Alfonso Reyes es, en sí mismo, un género literario. Su inmensidad ha trascendido eras imaginarias. Desde su juventud dio muestras de su temperamento insurgente, cuando renunció a ser secretario particular de Victoriano Huerta pese a la insistencia de su hermano Rodolfo, entonces ministro de Justicia.

Habitante de la literatura, procuró sustraerse del influjo de la Revolución. Para zanjar el peligro de sucumbir ante la tentación de Siracusa, abandonó el país por largos periodos, en ocasiones con el respaldo de Relaciones Exteriores y otras valiéndose de su espíritu aventurero. Cultivó la lectura y cosechó un grado de erudición casi inconcebible; y logró conjugar en la palabra escrita la minuciosidad del ensayista, la lucidez del narrador y la mirada resiliente del poeta.

Nacido bajo el signo de la insumisión, se negó a escribir sobre la muerte de su padre, Bernardo Reyes, hasta que habían transcurrido 17 años de la Decena Trágica. Entonces confeccionó su Oración del 9 de febrero, una de las elegías más conmovedoras del siglo XX: “Discurrí que estaba ausente mi padre (…)y, de lejos, me puse a hojearlo como solía. Más aún: con más claridad y con más éxito que nunca. Logré traerlo junto a mí a modo de atmósfera, de aura. Aprendí a preguntarle y a recibir sus respuestas. A consultarle todo”.

En los 40 se radicó en México y las nuevas generaciones de escritores lo convirtieron en su consejero. Fue Reyes quien llevó a cabo las correcciones finales a la primera edición de Libertad bajo palabra.

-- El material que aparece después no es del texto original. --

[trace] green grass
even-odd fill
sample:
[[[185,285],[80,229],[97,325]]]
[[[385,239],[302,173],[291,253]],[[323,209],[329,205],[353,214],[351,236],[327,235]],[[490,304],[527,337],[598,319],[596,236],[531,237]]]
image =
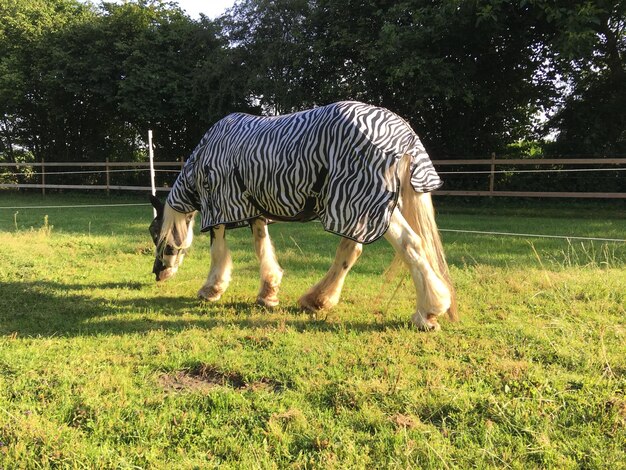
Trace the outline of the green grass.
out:
[[[108,202],[143,201],[0,193]],[[626,234],[618,204],[437,202],[445,228]],[[626,467],[625,244],[444,233],[461,321],[427,334],[411,283],[381,275],[384,241],[313,320],[297,299],[338,242],[319,224],[270,228],[285,277],[268,312],[248,230],[209,305],[208,236],[157,285],[150,219],[0,209],[0,468]]]

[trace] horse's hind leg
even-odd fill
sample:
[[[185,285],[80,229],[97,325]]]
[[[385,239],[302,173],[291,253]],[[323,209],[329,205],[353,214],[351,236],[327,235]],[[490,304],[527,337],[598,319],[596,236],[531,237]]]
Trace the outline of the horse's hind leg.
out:
[[[362,244],[342,238],[332,266],[320,282],[300,297],[298,301],[300,306],[305,310],[315,312],[337,305],[346,275],[362,252]]]
[[[265,219],[254,219],[250,228],[254,236],[254,251],[261,268],[261,288],[256,303],[264,307],[275,307],[278,305],[278,288],[283,278],[283,270],[276,260]]]
[[[393,211],[385,238],[411,272],[417,295],[413,323],[421,330],[438,330],[437,316],[450,308],[451,294],[426,260],[422,239],[411,229],[398,208]]]
[[[219,300],[230,283],[232,270],[233,262],[226,246],[226,227],[218,225],[211,232],[211,270],[198,291],[198,297],[212,302]]]

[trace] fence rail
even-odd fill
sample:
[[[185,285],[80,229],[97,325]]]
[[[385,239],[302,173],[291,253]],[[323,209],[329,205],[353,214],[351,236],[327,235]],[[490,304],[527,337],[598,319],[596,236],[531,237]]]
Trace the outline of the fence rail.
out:
[[[550,198],[593,198],[593,199],[626,199],[626,192],[576,192],[576,191],[499,191],[495,189],[495,176],[502,170],[500,168],[515,166],[542,166],[542,165],[592,165],[594,168],[586,169],[588,171],[606,171],[607,165],[610,166],[623,166],[623,168],[615,168],[615,170],[626,170],[626,158],[545,158],[545,159],[503,159],[496,158],[492,155],[490,159],[470,159],[470,160],[433,160],[434,165],[443,171],[444,167],[464,167],[464,166],[484,166],[486,170],[484,174],[488,178],[488,187],[484,190],[440,190],[436,191],[436,194],[443,196],[504,196],[504,197],[550,197]],[[155,167],[166,168],[181,168],[184,164],[184,160],[176,162],[154,162]],[[0,189],[41,189],[42,194],[45,195],[46,189],[96,189],[96,190],[123,190],[123,191],[150,191],[150,186],[124,186],[111,184],[111,173],[113,168],[136,168],[136,169],[148,169],[149,162],[33,162],[33,163],[0,163],[0,169],[13,167],[13,168],[40,168],[41,176],[40,183],[3,183],[0,184]],[[50,184],[46,182],[46,176],[63,175],[61,171],[46,172],[46,168],[60,168],[60,167],[85,167],[85,168],[102,168],[102,173],[106,177],[106,184],[91,184],[91,185],[77,185],[77,184]],[[596,168],[603,167],[603,168]],[[609,169],[610,170],[610,169]],[[515,170],[511,170],[514,172]],[[519,170],[520,172],[528,170]],[[544,171],[544,170],[542,170]],[[545,171],[578,171],[578,170],[545,170]],[[69,172],[68,172],[69,173]],[[475,173],[475,171],[446,171],[449,175],[463,175]],[[482,172],[481,172],[482,173]],[[626,190],[626,177],[624,178],[624,189]],[[169,187],[157,187],[157,191],[169,191]]]
[[[602,170],[607,170],[606,165],[623,165],[626,169],[626,158],[542,158],[542,159],[522,159],[522,158],[496,158],[495,154],[491,155],[490,159],[471,159],[471,160],[433,160],[436,167],[446,166],[485,166],[488,167],[484,173],[489,176],[488,189],[485,190],[439,190],[436,194],[442,196],[496,196],[496,197],[551,197],[551,198],[586,198],[586,199],[626,199],[626,192],[582,192],[582,191],[499,191],[495,189],[495,175],[501,170],[497,167],[510,167],[511,165],[517,166],[541,166],[541,165],[593,165],[602,166]],[[615,168],[617,170],[618,168]],[[599,168],[587,169],[588,171],[599,170]],[[513,170],[514,171],[514,170]],[[520,170],[524,172],[528,170]],[[559,170],[555,169],[555,172],[559,171],[573,171],[573,170]],[[474,171],[458,171],[447,172],[449,175],[454,174],[471,174]],[[626,178],[624,178],[624,189],[626,190]]]
[[[177,162],[154,162],[155,167],[169,167],[169,168],[182,168],[185,160],[181,158]],[[41,183],[1,183],[0,189],[41,189],[43,195],[46,194],[46,189],[97,189],[105,190],[107,193],[111,190],[122,191],[151,191],[150,186],[124,186],[111,184],[112,168],[137,168],[137,169],[149,169],[150,162],[110,162],[108,159],[104,162],[32,162],[32,163],[0,163],[0,168],[13,167],[13,168],[40,168],[41,169]],[[103,168],[102,173],[106,177],[106,184],[50,184],[46,183],[46,176],[51,175],[63,175],[64,172],[48,172],[46,168]],[[157,187],[157,191],[169,191],[169,187]]]

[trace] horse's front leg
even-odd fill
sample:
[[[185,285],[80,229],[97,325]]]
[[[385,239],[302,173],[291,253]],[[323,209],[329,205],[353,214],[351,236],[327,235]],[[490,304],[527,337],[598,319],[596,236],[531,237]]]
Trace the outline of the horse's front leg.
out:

El propio Octavio Paz aseguró, cuando recibió el premio Xavier Villaurrutia en 1956, que sin la obra de Reyes, su ensayística no hubiera encontrado su forma.

En la cumbre de su trayectoria, Reyes fundó la Casa de España —hoy Colegio de México— para acoger a los académicos del exilio republicano. Pasó sus últimos años instalado en la colonia Condesa, donde continuó su labor intelectual y erigió un santuario consagrado al saber, compuesto de libros, cartas, arte y demás curiosidades. Él mismo describió entusiasmado su nuevo hogar: “Mi casa, hecha con el esfuerzo de toda mi vida, para dar asilo conveniente a mis libros… ya está aquí el salón especial para recibirlos, que hace esquina a Industria y Tacámbaro, de dos pisos con mezzanine. Arriba, en un volado del piso, estará mi escritorio. Tengo luz cenital, ventanitas alargadas en todos los nichos que dan a la calle, y una gran vidriera al lado de mi escritorio, que recorre los dos pisos. No puedo creer a mis ojos”.

Reyes murió el 27 de diciembre de 1959 dejando tras de sí un legado imperecedero. Al paso de los años, el Fondo de Cultura Económica se dio a la titánica tarea de continuar la edición de sus Obras Completas. Lo cierto es que los 25 volúmenes que componen la colección están lejos de cumplir su propósito, a pesar de que la editorial ha intentado complementar su proyecto con la publicación de algunos libros sueltos y de los Diarios, cuyo quinto tomo no ha visto la luz aun cuando el sexto y el séptimo ya están disponibles.

Hay todavía muchos senderos por explorar en los trabajos del gran ateneísta. Sin embargo, su intención póstuma de construir un espacio dedicado a la lectura y la reflexión no se ha consolidado. Si bien su última residencia se convirtió en un centro cultural bautizado como Capilla Alfonsina, éste no ha logrado su cometido, y hoy apenas funciona como archivo muerto.

Miles de documentos alfonsinos se empolvan entre las paredes del recinto que parece condenado a la indiferencia de los lectores y de las dependencias culturales. Para combatirla, invito a los curiosos a visitar la Capilla, ahí podrán descubrir al Alfonso Reyes conversador, a través de su correspondencia inédita con personajes tan apasionantes como Miguel Ángel Asturias, Henri Bergson, Adolfo Bioy Casares, Nellie Campobello, Rómulo Gallegos, Federico García Lorca, Vicente Huidobro, José Lezama Lima, Pablo Neruda, Luigi Pirandello, Ernesto Sábato, Saint-John Perse e Igor Stravinsky.